Overall, Ocrelizumab can be considered a safe, tolerable, and effective treatment option in highly active pediatric MS cases.

Relapse rates significantly drop after 2 years of Ocrevus treatment

The majority of patients (eight) transitioned to Ocrevus after experiencing disease activity on an interferon-based medication. The other two were given Ocrevus as a first-line treatment due to their highly active disease — both had experienced two relapses in the past six months and had multiple lesions in their brain and spinal cord.

Before starting treatment, all patients had at least one lesion with active inflammation, and most (70%) had black holes, or regions of severe damage to nerve cells.

Over about two years of treatment, no patient experienced MRI activity, and relapse rates significantly dropped from a median of 2.01 relapses per year to 0 relapses. Disability scores on the Expanded Disability Status Scale also significantly improved from 1.75 before treatment to 1.2 at the time of last assessment, indicating less disability.
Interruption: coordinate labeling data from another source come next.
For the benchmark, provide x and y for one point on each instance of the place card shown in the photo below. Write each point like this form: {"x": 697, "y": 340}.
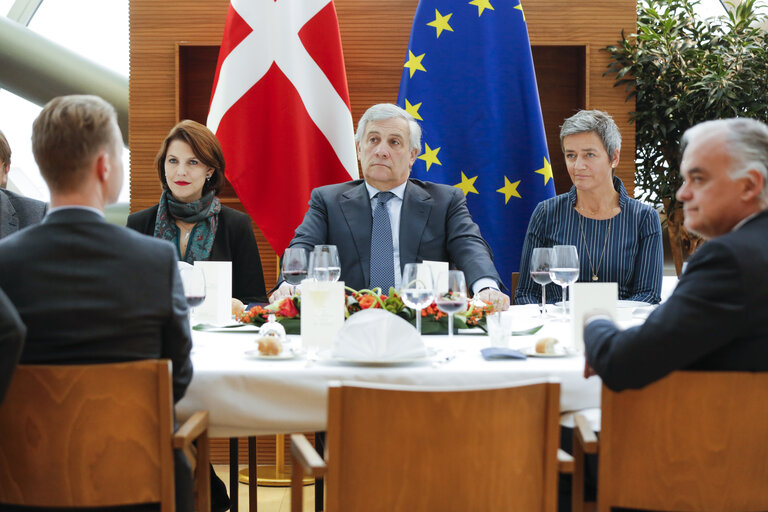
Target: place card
{"x": 439, "y": 271}
{"x": 322, "y": 313}
{"x": 585, "y": 298}
{"x": 217, "y": 307}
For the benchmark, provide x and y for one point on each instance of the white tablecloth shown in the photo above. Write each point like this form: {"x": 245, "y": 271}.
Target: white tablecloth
{"x": 256, "y": 397}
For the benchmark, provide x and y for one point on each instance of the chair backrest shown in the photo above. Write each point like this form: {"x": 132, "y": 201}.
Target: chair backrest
{"x": 693, "y": 441}
{"x": 484, "y": 449}
{"x": 88, "y": 436}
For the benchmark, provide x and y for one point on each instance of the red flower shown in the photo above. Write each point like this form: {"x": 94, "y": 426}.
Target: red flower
{"x": 287, "y": 308}
{"x": 368, "y": 301}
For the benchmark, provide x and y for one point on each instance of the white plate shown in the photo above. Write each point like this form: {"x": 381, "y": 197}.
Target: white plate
{"x": 287, "y": 353}
{"x": 328, "y": 357}
{"x": 559, "y": 352}
{"x": 621, "y": 304}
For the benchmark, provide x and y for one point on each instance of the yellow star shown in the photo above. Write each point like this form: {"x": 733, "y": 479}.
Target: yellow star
{"x": 413, "y": 110}
{"x": 481, "y": 6}
{"x": 441, "y": 22}
{"x": 414, "y": 63}
{"x": 520, "y": 8}
{"x": 546, "y": 171}
{"x": 467, "y": 185}
{"x": 430, "y": 156}
{"x": 509, "y": 189}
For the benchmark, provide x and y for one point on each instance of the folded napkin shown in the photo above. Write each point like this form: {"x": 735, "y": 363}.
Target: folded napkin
{"x": 491, "y": 353}
{"x": 377, "y": 335}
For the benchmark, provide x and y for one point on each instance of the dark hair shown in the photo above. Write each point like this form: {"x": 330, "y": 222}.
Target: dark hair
{"x": 204, "y": 145}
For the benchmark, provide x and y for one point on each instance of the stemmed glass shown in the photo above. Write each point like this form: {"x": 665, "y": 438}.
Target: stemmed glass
{"x": 325, "y": 263}
{"x": 416, "y": 289}
{"x": 541, "y": 261}
{"x": 454, "y": 299}
{"x": 565, "y": 269}
{"x": 193, "y": 280}
{"x": 295, "y": 265}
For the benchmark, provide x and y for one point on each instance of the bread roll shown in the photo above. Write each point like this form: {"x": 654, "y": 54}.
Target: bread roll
{"x": 270, "y": 345}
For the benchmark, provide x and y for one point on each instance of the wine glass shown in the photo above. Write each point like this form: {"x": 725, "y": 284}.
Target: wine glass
{"x": 454, "y": 299}
{"x": 541, "y": 261}
{"x": 193, "y": 280}
{"x": 416, "y": 289}
{"x": 295, "y": 265}
{"x": 325, "y": 263}
{"x": 565, "y": 268}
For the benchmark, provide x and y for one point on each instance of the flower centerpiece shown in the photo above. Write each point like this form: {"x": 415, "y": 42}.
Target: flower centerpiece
{"x": 288, "y": 311}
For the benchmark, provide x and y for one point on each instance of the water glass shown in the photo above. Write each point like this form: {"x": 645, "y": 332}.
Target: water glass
{"x": 454, "y": 299}
{"x": 565, "y": 269}
{"x": 324, "y": 264}
{"x": 542, "y": 259}
{"x": 416, "y": 288}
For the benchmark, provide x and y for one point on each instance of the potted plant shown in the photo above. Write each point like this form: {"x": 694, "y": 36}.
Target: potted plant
{"x": 682, "y": 70}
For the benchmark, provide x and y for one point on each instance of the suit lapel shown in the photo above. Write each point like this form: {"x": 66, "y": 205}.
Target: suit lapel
{"x": 9, "y": 221}
{"x": 356, "y": 207}
{"x": 417, "y": 205}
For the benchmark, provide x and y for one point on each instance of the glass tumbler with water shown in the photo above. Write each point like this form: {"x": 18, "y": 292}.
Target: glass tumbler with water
{"x": 542, "y": 259}
{"x": 565, "y": 269}
{"x": 416, "y": 289}
{"x": 325, "y": 263}
{"x": 454, "y": 298}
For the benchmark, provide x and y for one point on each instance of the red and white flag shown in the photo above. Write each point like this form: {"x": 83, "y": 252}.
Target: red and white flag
{"x": 280, "y": 109}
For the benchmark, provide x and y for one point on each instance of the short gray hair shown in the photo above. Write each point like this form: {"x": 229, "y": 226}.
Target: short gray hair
{"x": 747, "y": 141}
{"x": 595, "y": 121}
{"x": 384, "y": 111}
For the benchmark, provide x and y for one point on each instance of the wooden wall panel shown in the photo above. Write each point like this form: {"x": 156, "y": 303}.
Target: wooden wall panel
{"x": 567, "y": 37}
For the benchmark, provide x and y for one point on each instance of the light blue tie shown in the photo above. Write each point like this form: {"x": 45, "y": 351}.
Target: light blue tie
{"x": 382, "y": 249}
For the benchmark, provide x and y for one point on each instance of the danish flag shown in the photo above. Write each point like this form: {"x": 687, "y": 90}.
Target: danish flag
{"x": 280, "y": 109}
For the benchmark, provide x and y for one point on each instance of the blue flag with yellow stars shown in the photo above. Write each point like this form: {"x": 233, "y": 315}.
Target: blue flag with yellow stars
{"x": 469, "y": 80}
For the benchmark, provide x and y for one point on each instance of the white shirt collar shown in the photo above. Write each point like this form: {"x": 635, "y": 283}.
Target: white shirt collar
{"x": 399, "y": 190}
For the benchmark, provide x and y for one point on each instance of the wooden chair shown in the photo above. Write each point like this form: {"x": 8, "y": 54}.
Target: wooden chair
{"x": 96, "y": 436}
{"x": 395, "y": 448}
{"x": 693, "y": 441}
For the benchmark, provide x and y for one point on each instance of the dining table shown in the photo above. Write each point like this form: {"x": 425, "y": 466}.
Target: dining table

Except for one patient who experienced an anaphylactic reaction during the first Ocrevus infusion, no other patient had serious adverse effects. Three patients had mild infusion reactions, but those were resolved with treatment and reductions in the infusion rate.

Also, one patient had a transient increase in liver enzymes, and two patients had low levels of antibodies, which is associated with a higher risk of infections.

“Overall, Ocrelizumab can be considered a safe, tolerable, and effective treatment option in highly active pediatric MS cases,” the researchers wrote.

Considering the higher rate of non-adherence to self-administered therapy in children and adolescents, Ocrevus, which is administered every six months in clinics, may be a good alternative, according to the researchers.

Still, clinical trials with larger groups of patients and with longer follow-up periods are needed to evaluate the use of Ocrevus in pediatric MS patients.